To me the issue remains contextual--and then it's simple: if you want to convey a message of reality, then no fooling around is allowed beyond general interpretation of the sensor data (i.e. making truthlike colours by adjusting the white-balance, adjusting erroneous exposure and the like). If the aim is just to please the viewer's eye, then all is allowed.
But we don't believe in the self-organising force of the market anymore: it has become only too clear that markets may be good at coordinating supply and demand of simple goods, but when cheating is possible, it will happen, so that controls on honesty are necessary. Newspaper editors, photo award juries etc. are the public's agents in that respect. How they make their "contracts" with photographers, may be an interesting question for researchers of property rights theory, or principal-agent theory. For me the poitn is: I want to trust my newspaper--and I want to enjoy pictures at an exhibition for what they are.


Twente landscape

High time for a drink--I had a thermos full of coffee in the rucksack. And of course no bench to be seen, but it was too cold to sit on the bare earth. Some time later, at the corner of a dirt road, a bench came in view. Finally! I did sit down, I did drink my nicely hot coffee, but hardly dared to look behind me. I was walking to enjoy the landscape of Twente, but my idea of tourism was quite different from what someone had done at that corner of the road: put his old and decrepit holiday caravan on show. For sale!

The only way to picture this, I thought, was in black-and-white and with a heavy sky (that needed some post-processing, as it really was a light-grey deck of clouds). Previsioned & executed later the same day--I just love digital photography!


Stumbled upon: JuanKa

Googling more links around the BBC's 'Genius of Photography' series, I stumbled upon a fellow-blogger. Great animal pictures from someone calling himself Juanka, living practically in the Everglades national park, Florida USA. Have a look yourself through this link. Amazing!

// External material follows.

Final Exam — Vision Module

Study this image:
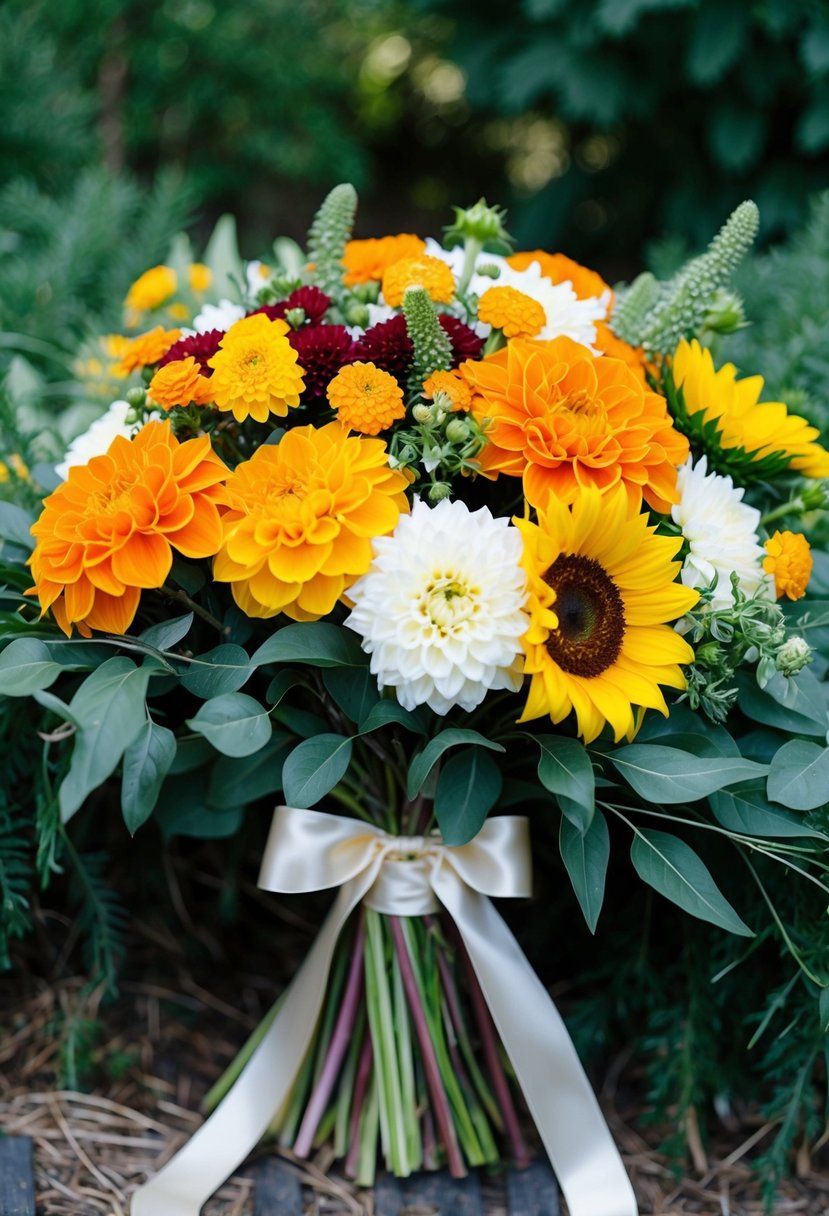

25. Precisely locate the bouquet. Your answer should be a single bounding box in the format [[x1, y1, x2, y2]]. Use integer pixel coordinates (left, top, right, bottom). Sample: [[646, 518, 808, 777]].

Photos on TV: BBC Documentary Series 'Genius of Photography'

A must-see for photographers--and I missed the first episode and a half! This is BBC's series 'the Genius of Photography', advertised as 'Documentary series exploring the history of photography - from daguerreotype to digital, from portraits to photo-journalism, from art to advertising.' Has been aired on BBC Four in 2007 and 2008, apparently, but our cable company gives BBC 2, which is doing the 6-weeks' series now: every Saturday, 7 to 8 PM, Greenwich time.
The BBC does not have it on iPlayer, due to 'rights restrictions', but luckily salvation can be found in the Net. No more time for writing; I must catch up with last week, first!